The L1 Long Short Fund Ltd (ASX: LSF) run by Mark Landau has suffered a rocky start to listed life with its net asset value per share falling to $1.68 compared to a raising price of $2 per share. While the exchange traded stock changes hands for just $1.44 at a big discount to NTA as investors perhaps lose faith that the value-investing style favoured by L1 will ever come back into favour.
In its latest fund report L1 mocks the valuation of growth shares multiple times referencing research from Goldman Sachs and Morgan Stanley to back up its view.
It even quotes a Morgan Stanley research report that reads: "Value is currently trading at the biggest discount ever and offers the largest premium over the last 30 years. The oversold condition of Value is at par with or worse than during the 2000 TMT growth bubble."

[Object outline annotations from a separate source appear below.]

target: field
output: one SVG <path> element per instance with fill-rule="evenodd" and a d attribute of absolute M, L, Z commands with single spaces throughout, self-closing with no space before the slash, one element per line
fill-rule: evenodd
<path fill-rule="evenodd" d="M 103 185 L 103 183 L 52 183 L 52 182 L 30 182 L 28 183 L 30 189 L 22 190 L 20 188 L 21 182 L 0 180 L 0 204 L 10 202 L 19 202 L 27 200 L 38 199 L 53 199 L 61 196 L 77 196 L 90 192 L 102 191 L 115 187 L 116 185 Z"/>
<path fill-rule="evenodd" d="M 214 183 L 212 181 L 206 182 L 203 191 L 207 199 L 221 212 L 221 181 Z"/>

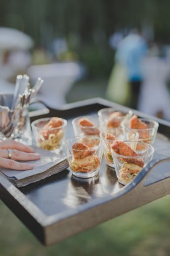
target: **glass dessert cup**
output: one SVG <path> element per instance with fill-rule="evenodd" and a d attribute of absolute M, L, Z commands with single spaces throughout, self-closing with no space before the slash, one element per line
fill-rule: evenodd
<path fill-rule="evenodd" d="M 93 147 L 85 144 L 86 140 L 86 136 L 76 136 L 65 142 L 72 173 L 79 178 L 90 178 L 96 175 L 99 172 L 102 159 L 103 148 L 102 139 L 91 136 L 91 144 L 94 145 Z"/>
<path fill-rule="evenodd" d="M 129 120 L 127 120 L 125 122 L 123 122 L 122 127 L 128 128 L 133 131 L 137 132 L 139 134 L 139 142 L 143 142 L 152 145 L 155 142 L 156 136 L 157 134 L 159 126 L 158 122 L 155 120 L 147 118 L 139 118 L 139 120 L 146 124 L 147 128 L 131 128 L 130 127 Z"/>
<path fill-rule="evenodd" d="M 126 144 L 134 150 L 137 155 L 129 156 L 125 151 L 124 155 L 116 153 L 111 148 L 112 157 L 118 181 L 123 185 L 132 181 L 139 172 L 149 163 L 154 153 L 154 148 L 150 144 L 136 141 L 125 141 Z"/>
<path fill-rule="evenodd" d="M 111 152 L 111 144 L 114 139 L 111 136 L 113 136 L 116 140 L 138 140 L 138 133 L 136 131 L 132 131 L 128 128 L 123 128 L 118 127 L 116 128 L 107 129 L 105 132 L 100 133 L 100 137 L 103 140 L 104 148 L 103 155 L 107 165 L 111 167 L 115 167 L 112 154 Z"/>
<path fill-rule="evenodd" d="M 121 126 L 125 118 L 132 115 L 132 112 L 125 112 L 113 108 L 105 108 L 100 109 L 98 114 L 101 130 L 104 130 Z"/>
<path fill-rule="evenodd" d="M 57 119 L 55 119 L 57 118 Z M 51 124 L 51 120 L 55 124 Z M 57 126 L 56 125 L 57 120 Z M 51 125 L 49 125 L 51 122 Z M 63 149 L 65 137 L 67 121 L 61 118 L 45 118 L 36 120 L 32 122 L 36 145 L 43 149 L 59 153 Z"/>
<path fill-rule="evenodd" d="M 74 118 L 72 124 L 75 136 L 93 136 L 99 137 L 98 118 L 92 116 L 82 116 Z"/>

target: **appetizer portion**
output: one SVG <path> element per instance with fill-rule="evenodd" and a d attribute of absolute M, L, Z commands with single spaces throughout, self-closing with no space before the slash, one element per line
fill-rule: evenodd
<path fill-rule="evenodd" d="M 44 149 L 54 150 L 59 148 L 63 139 L 64 132 L 62 118 L 53 117 L 40 130 L 38 146 Z"/>
<path fill-rule="evenodd" d="M 111 152 L 110 146 L 111 145 L 113 140 L 116 140 L 116 137 L 110 134 L 106 133 L 105 135 L 105 150 L 104 151 L 104 155 L 105 157 L 106 161 L 109 165 L 113 164 L 113 160 Z"/>
<path fill-rule="evenodd" d="M 115 111 L 111 113 L 108 118 L 107 127 L 111 128 L 120 126 L 122 121 L 122 118 L 120 118 L 123 116 L 123 113 L 120 111 Z"/>
<path fill-rule="evenodd" d="M 96 127 L 95 124 L 87 118 L 82 118 L 79 120 L 78 125 L 80 130 L 84 135 L 99 136 L 99 130 Z"/>
<path fill-rule="evenodd" d="M 74 144 L 72 149 L 72 157 L 70 166 L 74 171 L 90 172 L 99 168 L 99 159 L 94 149 L 81 142 Z"/>
<path fill-rule="evenodd" d="M 119 179 L 123 184 L 131 181 L 144 165 L 143 159 L 125 142 L 115 140 L 111 145 L 117 154 Z"/>
<path fill-rule="evenodd" d="M 150 144 L 148 127 L 147 124 L 142 121 L 136 114 L 132 116 L 129 121 L 129 127 L 131 129 L 138 130 L 139 134 L 139 141 Z"/>

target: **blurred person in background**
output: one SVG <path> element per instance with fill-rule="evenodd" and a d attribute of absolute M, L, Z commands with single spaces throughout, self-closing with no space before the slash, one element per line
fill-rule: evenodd
<path fill-rule="evenodd" d="M 143 81 L 142 61 L 148 50 L 145 39 L 136 29 L 130 31 L 119 43 L 116 52 L 116 62 L 121 63 L 127 70 L 130 84 L 130 107 L 138 109 L 140 87 Z"/>
<path fill-rule="evenodd" d="M 156 42 L 143 59 L 143 83 L 138 109 L 146 114 L 170 121 L 170 64 L 163 48 Z"/>
<path fill-rule="evenodd" d="M 143 79 L 141 64 L 147 50 L 145 39 L 136 29 L 130 30 L 120 41 L 106 91 L 108 99 L 138 108 Z"/>

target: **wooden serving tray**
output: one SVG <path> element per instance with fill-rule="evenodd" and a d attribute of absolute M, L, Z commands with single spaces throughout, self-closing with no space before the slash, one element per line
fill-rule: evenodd
<path fill-rule="evenodd" d="M 112 107 L 129 108 L 100 98 L 49 108 L 47 116 L 68 120 L 67 138 L 74 136 L 71 121 L 82 115 L 97 115 Z M 102 161 L 98 175 L 80 179 L 69 169 L 43 181 L 17 189 L 0 175 L 0 198 L 44 245 L 51 245 L 170 193 L 170 122 L 149 117 L 159 124 L 153 160 L 136 179 L 123 187 L 114 169 Z"/>

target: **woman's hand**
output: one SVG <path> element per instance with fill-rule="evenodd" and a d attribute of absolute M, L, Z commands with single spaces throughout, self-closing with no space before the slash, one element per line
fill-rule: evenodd
<path fill-rule="evenodd" d="M 31 147 L 13 140 L 0 141 L 0 166 L 3 168 L 30 170 L 34 168 L 34 165 L 19 161 L 38 160 L 40 158 L 40 155 L 34 153 Z"/>

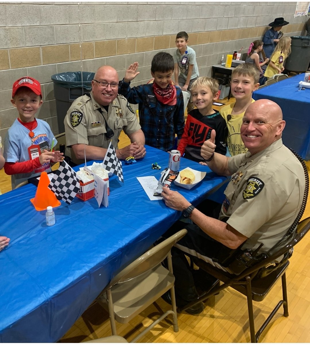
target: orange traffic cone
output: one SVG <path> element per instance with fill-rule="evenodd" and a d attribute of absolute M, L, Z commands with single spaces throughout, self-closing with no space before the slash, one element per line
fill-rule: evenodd
<path fill-rule="evenodd" d="M 49 189 L 50 179 L 46 171 L 41 173 L 35 196 L 30 199 L 37 211 L 44 211 L 48 206 L 56 207 L 60 205 L 60 201 L 58 200 L 55 194 Z"/>

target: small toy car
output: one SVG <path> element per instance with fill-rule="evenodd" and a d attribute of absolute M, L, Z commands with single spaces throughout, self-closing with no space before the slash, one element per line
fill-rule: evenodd
<path fill-rule="evenodd" d="M 155 164 L 153 163 L 152 164 L 152 169 L 157 169 L 157 170 L 159 170 L 159 169 L 161 169 L 162 167 L 160 165 L 158 165 L 157 163 L 155 163 Z"/>
<path fill-rule="evenodd" d="M 135 159 L 134 157 L 130 156 L 125 159 L 125 163 L 126 164 L 132 164 L 133 163 L 136 163 L 137 161 Z"/>

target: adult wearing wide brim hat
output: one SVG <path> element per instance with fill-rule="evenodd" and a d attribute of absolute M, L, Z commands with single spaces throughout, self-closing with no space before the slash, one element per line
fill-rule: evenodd
<path fill-rule="evenodd" d="M 269 24 L 271 27 L 266 31 L 262 39 L 264 42 L 264 49 L 266 57 L 270 59 L 272 55 L 276 46 L 279 42 L 279 31 L 282 26 L 289 24 L 288 22 L 284 20 L 282 17 L 276 18 L 275 20 Z"/>
<path fill-rule="evenodd" d="M 276 18 L 272 23 L 269 24 L 269 26 L 272 28 L 275 28 L 277 26 L 284 26 L 285 25 L 287 25 L 288 24 L 289 24 L 288 22 L 285 20 L 284 18 L 280 17 L 279 18 Z"/>

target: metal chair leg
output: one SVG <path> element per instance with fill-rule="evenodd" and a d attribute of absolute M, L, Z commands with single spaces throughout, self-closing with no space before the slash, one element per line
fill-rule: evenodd
<path fill-rule="evenodd" d="M 112 301 L 112 294 L 111 293 L 110 289 L 108 289 L 106 290 L 106 299 L 108 301 L 108 308 L 109 310 L 109 316 L 110 317 L 110 323 L 111 324 L 112 335 L 117 335 L 116 324 L 115 323 L 115 319 L 114 317 L 113 302 Z"/>
<path fill-rule="evenodd" d="M 251 285 L 251 278 L 248 276 L 245 278 L 247 289 L 247 299 L 248 301 L 248 313 L 249 314 L 249 323 L 250 324 L 250 334 L 251 342 L 256 343 L 255 338 L 255 327 L 254 322 L 254 315 L 253 313 L 253 303 L 252 300 L 252 288 Z"/>
<path fill-rule="evenodd" d="M 283 300 L 284 302 L 283 303 L 283 309 L 284 312 L 283 315 L 287 317 L 289 316 L 288 313 L 288 302 L 287 299 L 287 291 L 286 288 L 286 276 L 285 272 L 282 276 L 282 294 L 283 295 Z"/>

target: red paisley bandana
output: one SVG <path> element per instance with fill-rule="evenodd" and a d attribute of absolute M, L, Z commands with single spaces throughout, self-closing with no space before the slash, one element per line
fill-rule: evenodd
<path fill-rule="evenodd" d="M 171 82 L 164 89 L 162 89 L 154 81 L 153 83 L 153 91 L 159 102 L 169 106 L 176 104 L 176 89 Z"/>

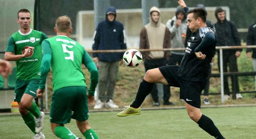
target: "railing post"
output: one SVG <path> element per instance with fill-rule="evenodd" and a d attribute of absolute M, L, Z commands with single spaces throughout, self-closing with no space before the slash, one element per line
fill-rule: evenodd
<path fill-rule="evenodd" d="M 223 53 L 222 48 L 220 49 L 220 85 L 221 88 L 221 103 L 224 103 L 224 78 L 223 76 Z"/>
<path fill-rule="evenodd" d="M 45 89 L 44 91 L 45 92 L 45 111 L 47 111 L 48 110 L 48 91 L 47 88 L 47 79 L 46 79 L 46 82 L 45 82 Z"/>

L1 also blames the exponential rise of index investing (with 60% of assets under management in the US now apparently passive) for artificially inflating the valuations of growth shares.
It also acknowledges that falling rates and the scarcity of growth names in Australia are factors to consider, but dismisses them as irrelevant in the context of valuations that it clearly believes are basically crazy. You can read the unadulterated polemic on growth shares here.
Fortunately for investors L1 also bets that value names will outperform going forward in asking:
"Why a rational investor would feel more comfortable owning a 'growth' stock at an extreme valuation or a 'yield' stock with minimal growth on 20-25x P/E that is allocating all available free cash flow to dividends (and therefore not reinvesting at all in its business for longer term growth) as opposed to another company that is trading on 10-15x P/E that is growing nicely and may only be allocating half of its cash flow to dividends."
One stock L1 is tipping as a good value bet is engineering group Worleyparsons Ltd (ASX: WOR) it claims that on its forecasts it's "trading on a P/E of only ~12x FY21 EPS (once the majority of the synergies of the ECR acquisition flow through). This is a material discount to its historical average P/E of 17.5x and its P/E pre the ECR deal announcement of around 20x."
As such L1 believes Worley is undervalued and set to deliver good returns in the years ahead.
I should disclose that I have met the L1 fund manager Mark Landau and although recent performance has understandably come in for some criticism he's an impressive investing thinker in my opinion. Seemingly as smart as any professional fund manager I've come across.
As such I expect the L1 Long Short Fund is worth holding onto, especially if you buy into the idea that value is about to surge as an investing style.